Doch selbst wenn es München gelingen sollte, das Oktoberfest zur kostenfreien Wlan-Zone zu machen, bleiben immer noch die rechtlichen Bedenken. Ein Knackpunkt ist die sogenannte Störerhaftung. Wer Internet für andere bereitstellt, muss auch für einen eventuellen Missbrauch haften. Sollte sich etwa jemand illegal Musik oder Filme herunterladen, muss der Anbieter des Hotspots haften. Erst im Juni scheiterte die SPD-Fraktion mit einem Antrag im Bundestag, der das Ziel hatte, die Haftungsbeschränkung, die für Provider gilt, auch auf Wlan-Betreiber zu erweitern.

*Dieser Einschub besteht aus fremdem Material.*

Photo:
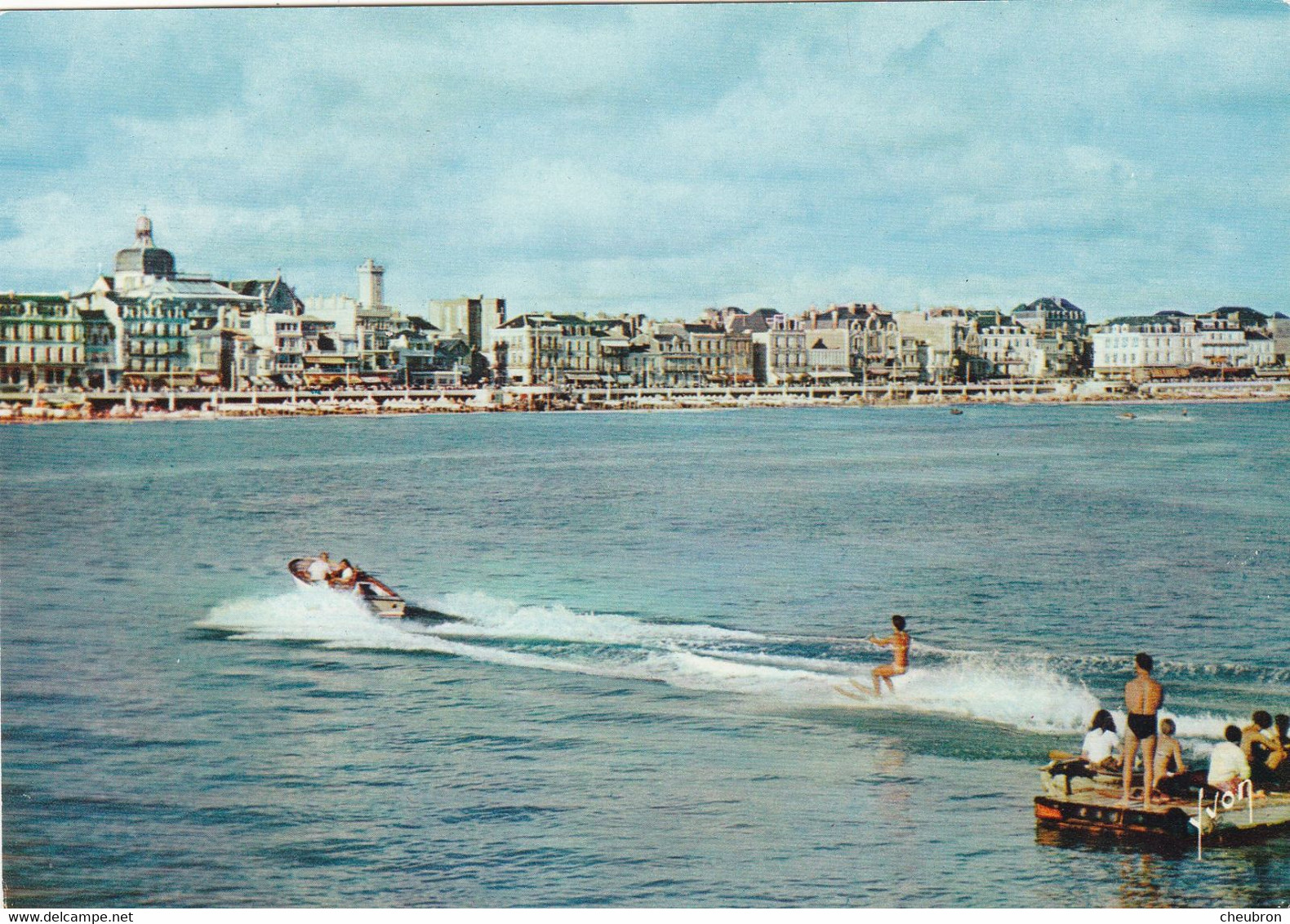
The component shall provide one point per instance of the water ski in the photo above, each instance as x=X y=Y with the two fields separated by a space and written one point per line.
x=858 y=692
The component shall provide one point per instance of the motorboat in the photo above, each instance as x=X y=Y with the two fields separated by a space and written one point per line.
x=376 y=594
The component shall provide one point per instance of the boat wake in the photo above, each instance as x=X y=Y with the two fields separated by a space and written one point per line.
x=798 y=673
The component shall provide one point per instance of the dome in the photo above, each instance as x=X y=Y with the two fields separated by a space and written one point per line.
x=145 y=258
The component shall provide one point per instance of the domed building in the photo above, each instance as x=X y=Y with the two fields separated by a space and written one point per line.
x=145 y=262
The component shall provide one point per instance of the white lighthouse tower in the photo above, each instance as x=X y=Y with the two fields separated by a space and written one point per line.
x=371 y=284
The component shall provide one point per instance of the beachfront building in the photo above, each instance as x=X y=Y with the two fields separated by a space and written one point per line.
x=426 y=358
x=722 y=358
x=1009 y=350
x=786 y=350
x=1163 y=342
x=42 y=341
x=1176 y=344
x=942 y=341
x=280 y=349
x=1279 y=329
x=171 y=328
x=469 y=319
x=1049 y=315
x=368 y=328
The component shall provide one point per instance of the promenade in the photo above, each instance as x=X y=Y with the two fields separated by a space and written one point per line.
x=78 y=406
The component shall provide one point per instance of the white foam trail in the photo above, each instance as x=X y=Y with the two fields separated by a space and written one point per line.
x=1025 y=695
x=487 y=615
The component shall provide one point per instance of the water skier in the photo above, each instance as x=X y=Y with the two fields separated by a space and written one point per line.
x=900 y=644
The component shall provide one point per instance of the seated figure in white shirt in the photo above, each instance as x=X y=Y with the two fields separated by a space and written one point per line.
x=1101 y=742
x=320 y=568
x=1228 y=766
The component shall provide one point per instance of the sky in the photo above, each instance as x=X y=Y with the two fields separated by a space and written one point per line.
x=1130 y=158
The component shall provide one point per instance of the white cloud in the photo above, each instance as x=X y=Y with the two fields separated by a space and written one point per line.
x=663 y=155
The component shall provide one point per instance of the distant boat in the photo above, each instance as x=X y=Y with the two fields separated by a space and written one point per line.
x=377 y=597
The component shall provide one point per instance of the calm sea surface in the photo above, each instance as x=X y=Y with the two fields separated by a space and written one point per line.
x=634 y=704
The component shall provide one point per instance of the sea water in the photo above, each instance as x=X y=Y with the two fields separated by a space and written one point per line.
x=621 y=690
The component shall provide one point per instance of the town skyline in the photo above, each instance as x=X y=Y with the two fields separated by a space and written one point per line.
x=662 y=160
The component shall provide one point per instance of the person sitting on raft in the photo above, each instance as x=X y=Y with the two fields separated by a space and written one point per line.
x=1101 y=742
x=1281 y=772
x=1228 y=766
x=1096 y=753
x=1263 y=749
x=1172 y=775
x=900 y=644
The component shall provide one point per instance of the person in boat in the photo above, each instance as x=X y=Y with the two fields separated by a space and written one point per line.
x=320 y=568
x=1096 y=753
x=1281 y=772
x=344 y=575
x=1262 y=748
x=1101 y=744
x=900 y=644
x=1228 y=766
x=1172 y=777
x=1143 y=699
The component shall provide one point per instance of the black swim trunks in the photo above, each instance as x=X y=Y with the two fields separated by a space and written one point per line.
x=1142 y=726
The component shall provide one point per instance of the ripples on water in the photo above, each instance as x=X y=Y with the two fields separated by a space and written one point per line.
x=634 y=700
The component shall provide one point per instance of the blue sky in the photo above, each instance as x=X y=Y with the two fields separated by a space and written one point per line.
x=662 y=159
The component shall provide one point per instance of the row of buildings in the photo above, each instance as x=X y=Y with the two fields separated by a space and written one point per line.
x=150 y=326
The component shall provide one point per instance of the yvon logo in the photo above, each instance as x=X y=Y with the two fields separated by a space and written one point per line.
x=1228 y=801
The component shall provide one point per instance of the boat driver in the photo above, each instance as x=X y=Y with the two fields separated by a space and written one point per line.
x=1143 y=697
x=344 y=575
x=320 y=568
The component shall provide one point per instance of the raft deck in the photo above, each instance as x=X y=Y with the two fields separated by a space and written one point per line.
x=1099 y=811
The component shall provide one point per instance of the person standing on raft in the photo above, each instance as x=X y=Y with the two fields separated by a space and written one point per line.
x=1143 y=697
x=900 y=644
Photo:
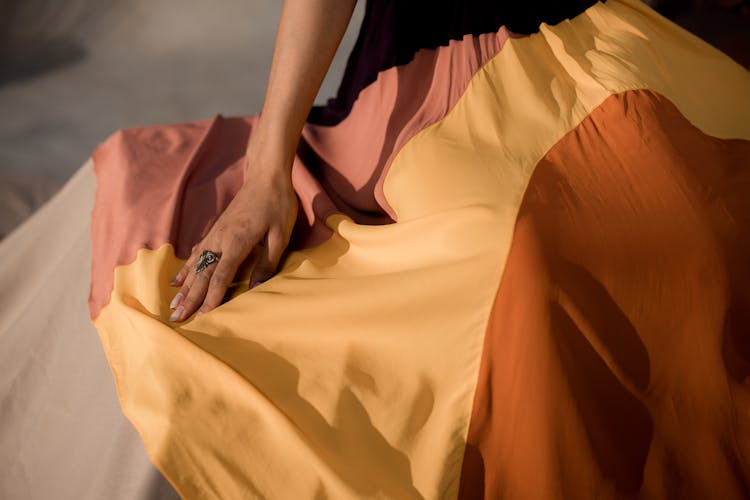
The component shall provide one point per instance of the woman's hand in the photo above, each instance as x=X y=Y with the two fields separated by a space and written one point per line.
x=261 y=214
x=264 y=210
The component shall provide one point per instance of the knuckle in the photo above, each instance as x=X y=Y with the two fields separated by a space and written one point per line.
x=219 y=278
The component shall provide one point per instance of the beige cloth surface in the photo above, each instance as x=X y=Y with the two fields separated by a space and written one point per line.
x=20 y=196
x=62 y=433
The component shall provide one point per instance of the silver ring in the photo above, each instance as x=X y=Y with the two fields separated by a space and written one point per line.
x=206 y=259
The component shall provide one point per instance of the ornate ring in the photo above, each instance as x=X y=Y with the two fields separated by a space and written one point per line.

Die großen Netzbetreiber können etwa nicht haftbar gemacht werden, wenn ein Kunde Filesharing nutzt. Inhaber von Internet-Cafés haben dagegen oft ein Problem. Missbraucht ein Gast ihren Zugang, müssen sie den finanziellen Schaden übernehmen. Auf dem Marienplatz sperren die Stadtwerke zwar verdächtige Seiten für die Nutzer, doch das schützt noch lange nicht vor Missbrauch. Der Betrieb eines öffentlichen Wlans ist und bleibt ein beträchtliches wirtschaftliches Risiko.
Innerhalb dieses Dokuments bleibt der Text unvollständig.